A gold scam is either 1. downright fraud, 2. misrepresentation or 3. market manipulation. To be knowledgeable about gold scams is necessary to anticipate and avoid them.
Buying scrap gold (old jewellery) for only half or less of the gold price can be considered as fraud. Typically, businessmen having this in mind announce their scrap gold sale in local radio stations and rent a hotel lobby on a Saturday morning for this purpose.
Another way of fraud is selling gold numismatic coins at prices which highly surpass the material and collector’s value. The victims are often old people who can easily be tricked into this business deal.
From time to time Nigeria emails arrive in the inbox. Here, a businessman with connections to Nigerian gold mine tries to sell gold by the kilo for prices that are far lower than the current gold rate. Of course, this was a legal business and gold export licenses did exist. The only catch, for the transaction it is necessary to fly to Nigeria. (It is up to the email recipient to decide whether this is a genuine business opportunity.)
There is also a (very) slim change that gold buyers receive inferior gold, referring to a lower value or fineness.

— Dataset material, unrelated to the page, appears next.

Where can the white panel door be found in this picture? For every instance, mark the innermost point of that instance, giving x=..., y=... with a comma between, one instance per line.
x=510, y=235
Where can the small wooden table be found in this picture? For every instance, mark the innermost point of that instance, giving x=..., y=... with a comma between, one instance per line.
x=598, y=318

Imagine, a bank sells gold which the buyer never physically receives, but which is stored in the bank’s vault. The bank further charges the gold owner storage fees. So fine so good. Let’s now assume the owner of the precious metal insists on seeing the gold. Now it is discovered that the bank never actually possessed the gold. How would one call the bank that asked for storage fees of something it never stored? Do you think this incident is highly hypothetical, or would happen only in dodgy countries?

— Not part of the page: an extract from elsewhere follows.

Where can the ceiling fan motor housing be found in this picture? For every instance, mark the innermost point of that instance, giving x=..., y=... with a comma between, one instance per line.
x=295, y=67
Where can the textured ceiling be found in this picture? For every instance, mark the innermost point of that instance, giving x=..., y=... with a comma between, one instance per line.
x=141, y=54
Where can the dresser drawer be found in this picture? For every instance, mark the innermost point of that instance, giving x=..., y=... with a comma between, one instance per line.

Well, this allegedly happened at the bank Morgan Stanley. In 2005 a class-action suit was filed against Morgan Stanley. The bank was accused of selling between 1986 and 2005 physical gold and other precious metal to clients who paid fees for storage at this bank. But allegedly Morgan Stanley either made no or a different investment on behalf of its clients. The result was that Morgan Stanley would pay US$ 4.4m to settle this class action suit. “While we deny the allegations, we settled the case to avoid the cost and distraction of continued litigation,” Morgan Stanley said in a statement. See a Reuter’s article about this case.
Third, Market Manipulation
The last gold scam is market manipulation as this action tries to distort the market equilibrium.

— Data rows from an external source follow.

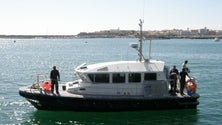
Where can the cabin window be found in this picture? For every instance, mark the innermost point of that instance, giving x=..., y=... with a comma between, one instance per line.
x=134, y=77
x=150, y=76
x=99, y=78
x=118, y=78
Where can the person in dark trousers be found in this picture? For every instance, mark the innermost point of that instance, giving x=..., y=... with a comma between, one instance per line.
x=173, y=76
x=184, y=66
x=55, y=77
x=183, y=75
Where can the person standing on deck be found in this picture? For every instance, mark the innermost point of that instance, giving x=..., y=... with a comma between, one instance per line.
x=183, y=75
x=184, y=66
x=54, y=77
x=173, y=75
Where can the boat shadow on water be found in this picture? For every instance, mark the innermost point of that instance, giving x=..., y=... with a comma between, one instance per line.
x=189, y=116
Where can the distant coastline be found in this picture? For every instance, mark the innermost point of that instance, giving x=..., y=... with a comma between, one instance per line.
x=117, y=33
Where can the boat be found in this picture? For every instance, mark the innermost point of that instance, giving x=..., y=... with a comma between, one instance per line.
x=141, y=84
x=216, y=39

For example, in the beginning of 2007 there was an incident regarding naked short-selling among stocks of smaller mining companies. Here, shares were massively sold to force the price of the shares down.
Also, governments could be labelled as market manipulators if the restrict the free trade of gold. Vietnam is such as case. In the beginning of 2011 it was reported that the government had plans to ban the trade of gold bars on the free market.